Na 25 de Março, 60% das compras são parceladas no cartão de crédito. A estimativa é da Univinco. Mastercard e Visa, estão, potencialmente, sendo utilizados para transações que atacam empresas americanas. Deveriam agir contra. Impedir as transações na área, não entregar maquininhas na região. Se 60% das compras são parceladas nos cartões, poderiam atuar contra a comercialização de mais de 1,5 bilhão de dólares de produtos supostamente falsos. Deveriam, inclusive, ampliar as medidas e bloquear compras no e-commerce de lojas suspeitas em marketplaces. Um sacrifício pequeno para defender o PIB americano. Mas renunciar ao próprio lucro não faz parte da política dessas empresas. E que se dane o patriotismo. O problema, para elas, é o Pix.
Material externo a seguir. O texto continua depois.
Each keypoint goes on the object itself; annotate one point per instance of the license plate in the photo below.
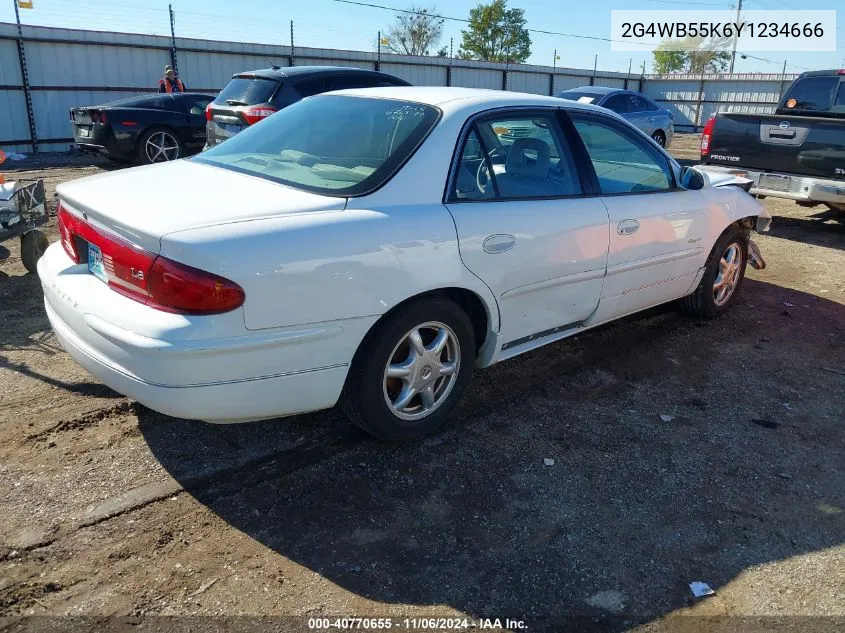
(95, 262)
(775, 182)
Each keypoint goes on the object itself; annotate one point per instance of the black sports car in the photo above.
(146, 129)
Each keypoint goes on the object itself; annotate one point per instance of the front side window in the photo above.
(617, 103)
(623, 163)
(333, 145)
(248, 91)
(812, 93)
(636, 104)
(515, 157)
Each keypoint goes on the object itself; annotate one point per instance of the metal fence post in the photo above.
(173, 40)
(697, 121)
(27, 94)
(292, 56)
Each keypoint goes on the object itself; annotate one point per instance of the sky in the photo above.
(333, 24)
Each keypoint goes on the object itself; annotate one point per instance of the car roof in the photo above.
(298, 71)
(599, 90)
(448, 98)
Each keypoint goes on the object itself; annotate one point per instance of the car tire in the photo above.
(659, 138)
(33, 245)
(723, 272)
(394, 408)
(159, 145)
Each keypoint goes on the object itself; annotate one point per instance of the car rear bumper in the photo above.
(791, 187)
(205, 368)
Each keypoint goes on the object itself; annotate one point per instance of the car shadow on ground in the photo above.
(824, 227)
(473, 519)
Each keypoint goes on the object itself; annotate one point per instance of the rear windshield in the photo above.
(582, 96)
(248, 91)
(816, 94)
(332, 145)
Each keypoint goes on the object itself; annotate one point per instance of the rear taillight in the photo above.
(66, 221)
(254, 114)
(151, 279)
(706, 134)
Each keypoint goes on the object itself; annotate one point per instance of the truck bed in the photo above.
(787, 144)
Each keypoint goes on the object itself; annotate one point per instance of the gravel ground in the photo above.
(111, 509)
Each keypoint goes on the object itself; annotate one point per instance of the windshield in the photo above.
(819, 94)
(248, 91)
(579, 95)
(334, 145)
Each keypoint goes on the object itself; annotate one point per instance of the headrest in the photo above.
(522, 149)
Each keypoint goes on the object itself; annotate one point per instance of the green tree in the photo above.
(692, 55)
(496, 33)
(666, 62)
(415, 32)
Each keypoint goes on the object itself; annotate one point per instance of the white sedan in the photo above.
(374, 246)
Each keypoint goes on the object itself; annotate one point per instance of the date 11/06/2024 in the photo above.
(416, 624)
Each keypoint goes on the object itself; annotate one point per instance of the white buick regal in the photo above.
(373, 246)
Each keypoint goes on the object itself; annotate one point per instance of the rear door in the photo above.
(658, 231)
(526, 223)
(229, 109)
(639, 114)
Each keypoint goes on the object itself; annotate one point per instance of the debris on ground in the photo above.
(701, 589)
(768, 424)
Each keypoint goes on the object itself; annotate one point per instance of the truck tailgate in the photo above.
(810, 146)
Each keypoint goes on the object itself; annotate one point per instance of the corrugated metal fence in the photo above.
(68, 68)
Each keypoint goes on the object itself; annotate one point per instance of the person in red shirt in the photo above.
(170, 82)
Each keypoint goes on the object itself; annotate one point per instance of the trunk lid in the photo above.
(809, 146)
(142, 204)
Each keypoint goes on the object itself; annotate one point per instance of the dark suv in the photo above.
(255, 95)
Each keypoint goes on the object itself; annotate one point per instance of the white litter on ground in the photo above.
(701, 589)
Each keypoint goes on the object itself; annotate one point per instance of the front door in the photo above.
(524, 227)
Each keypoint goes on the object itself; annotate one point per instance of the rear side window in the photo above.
(617, 103)
(248, 91)
(310, 87)
(636, 104)
(812, 93)
(580, 95)
(334, 145)
(623, 163)
(344, 82)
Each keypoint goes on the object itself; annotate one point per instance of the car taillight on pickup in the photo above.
(151, 279)
(706, 134)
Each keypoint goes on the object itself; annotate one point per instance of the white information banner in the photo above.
(773, 31)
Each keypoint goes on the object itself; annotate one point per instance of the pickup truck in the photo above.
(796, 153)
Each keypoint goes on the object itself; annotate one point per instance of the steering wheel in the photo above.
(482, 176)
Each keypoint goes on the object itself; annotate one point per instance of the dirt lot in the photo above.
(111, 509)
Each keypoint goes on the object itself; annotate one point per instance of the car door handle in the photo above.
(498, 243)
(627, 227)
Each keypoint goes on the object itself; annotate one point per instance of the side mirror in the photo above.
(691, 179)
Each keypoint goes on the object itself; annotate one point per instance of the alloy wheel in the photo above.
(421, 371)
(727, 277)
(161, 147)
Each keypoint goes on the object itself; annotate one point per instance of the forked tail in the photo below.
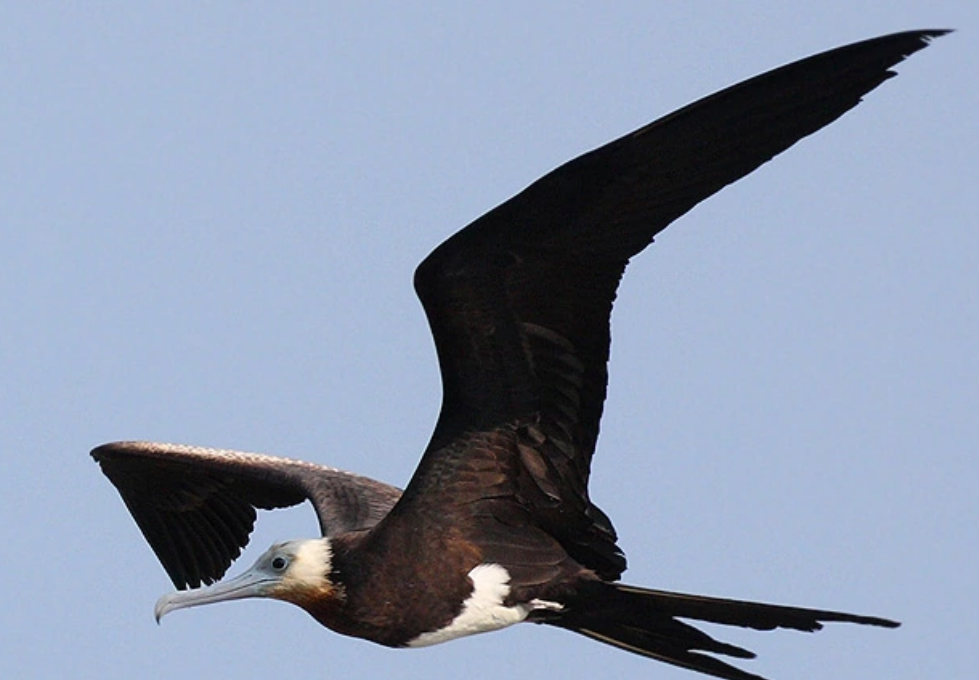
(645, 622)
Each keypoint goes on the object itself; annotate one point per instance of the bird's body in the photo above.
(496, 525)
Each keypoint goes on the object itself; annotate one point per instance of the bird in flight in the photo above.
(496, 525)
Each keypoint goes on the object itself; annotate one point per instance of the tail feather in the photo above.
(646, 622)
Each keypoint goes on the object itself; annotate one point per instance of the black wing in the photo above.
(196, 506)
(519, 301)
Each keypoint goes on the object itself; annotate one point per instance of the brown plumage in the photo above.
(498, 513)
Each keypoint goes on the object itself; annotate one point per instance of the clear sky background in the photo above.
(209, 218)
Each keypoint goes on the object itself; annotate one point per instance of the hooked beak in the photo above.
(255, 582)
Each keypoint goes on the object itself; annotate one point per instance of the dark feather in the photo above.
(196, 506)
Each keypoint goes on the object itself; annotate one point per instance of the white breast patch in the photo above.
(484, 610)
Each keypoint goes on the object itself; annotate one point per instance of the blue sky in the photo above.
(209, 219)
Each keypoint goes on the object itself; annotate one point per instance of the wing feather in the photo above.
(197, 506)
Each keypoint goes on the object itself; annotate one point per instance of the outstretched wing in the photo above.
(519, 301)
(196, 506)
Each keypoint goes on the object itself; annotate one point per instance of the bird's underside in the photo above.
(496, 525)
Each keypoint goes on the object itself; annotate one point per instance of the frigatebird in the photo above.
(496, 525)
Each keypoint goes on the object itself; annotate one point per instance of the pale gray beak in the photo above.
(256, 582)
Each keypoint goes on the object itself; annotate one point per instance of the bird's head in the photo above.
(294, 571)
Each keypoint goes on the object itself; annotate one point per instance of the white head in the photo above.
(293, 571)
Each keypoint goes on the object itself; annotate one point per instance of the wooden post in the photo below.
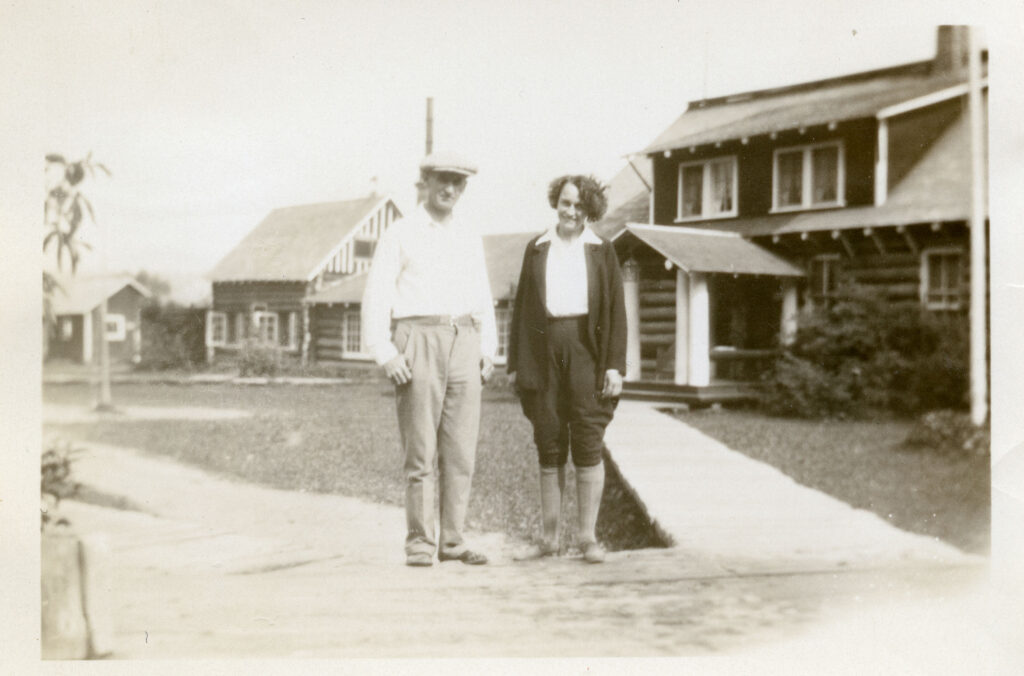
(682, 327)
(631, 288)
(882, 164)
(699, 331)
(979, 273)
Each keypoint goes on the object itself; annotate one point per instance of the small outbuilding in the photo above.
(77, 310)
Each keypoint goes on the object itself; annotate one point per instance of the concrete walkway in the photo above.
(207, 566)
(711, 499)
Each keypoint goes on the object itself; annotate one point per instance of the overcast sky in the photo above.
(211, 114)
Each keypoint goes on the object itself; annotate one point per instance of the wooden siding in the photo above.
(240, 296)
(755, 167)
(345, 261)
(327, 334)
(882, 258)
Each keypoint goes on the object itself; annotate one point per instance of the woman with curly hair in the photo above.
(567, 353)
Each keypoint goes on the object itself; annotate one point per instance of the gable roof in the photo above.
(504, 259)
(709, 251)
(937, 188)
(346, 290)
(835, 99)
(81, 295)
(292, 243)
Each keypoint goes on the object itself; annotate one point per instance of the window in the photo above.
(364, 248)
(350, 333)
(823, 278)
(266, 328)
(808, 176)
(115, 327)
(216, 329)
(941, 275)
(503, 319)
(707, 189)
(240, 329)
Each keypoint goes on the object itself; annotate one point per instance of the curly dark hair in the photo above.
(592, 199)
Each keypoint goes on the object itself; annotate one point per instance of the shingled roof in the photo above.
(83, 294)
(836, 99)
(292, 243)
(936, 189)
(504, 256)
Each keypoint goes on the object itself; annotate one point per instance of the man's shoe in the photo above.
(593, 553)
(467, 556)
(420, 559)
(532, 552)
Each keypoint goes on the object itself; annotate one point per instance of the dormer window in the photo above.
(808, 176)
(707, 189)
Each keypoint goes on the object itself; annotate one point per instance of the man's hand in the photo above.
(397, 370)
(486, 369)
(612, 384)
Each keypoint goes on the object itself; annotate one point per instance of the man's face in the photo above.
(443, 191)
Combater a falsificação de produtos é uma meia atitude. As fakes news são tão ou mais perigosas do que produtos falsificados. Matam milhares, como na epidemia de Covid, onde a desinformação ceifou vidas. Matam quando atacam as vacinas, desmerecem a ciência ou quando criam bolhas de desinformação. Matam disseminando ódio. Mas o olhar seletivo da iniciativa americana é determinado pela ótica da ganância. Empresas americanas não podem perder. Sejam cartões de crédito ou big techs. Fake news são os produtos da estratégia de desinformação, distribuídos em escala global. Materializam o achaque à verdade e criam um exército de zumbis que compram narrativas. A falsificação da verdade, pela postura das sanções, não merece ser combatida. A definição é que existem duas falsificações: as boas e as más. As fake news dão lucro, viva as fake news. A ética é etérea.

A 25 de Março é provavelmente a menor região do mundo a ameaçar o império americano. Lá trabalham cerca de 50 mil brasileiros e estrangeiros, a imensa maioria humildes. O império não quer deixar pedra sobre pedra. E continua a encontrar aliados em solo brasileiro. Muitos deles frequentam a 25, pedem PIX para defender as fake news e aplaudir as sanções contra o Brasil. Acredite se quiser.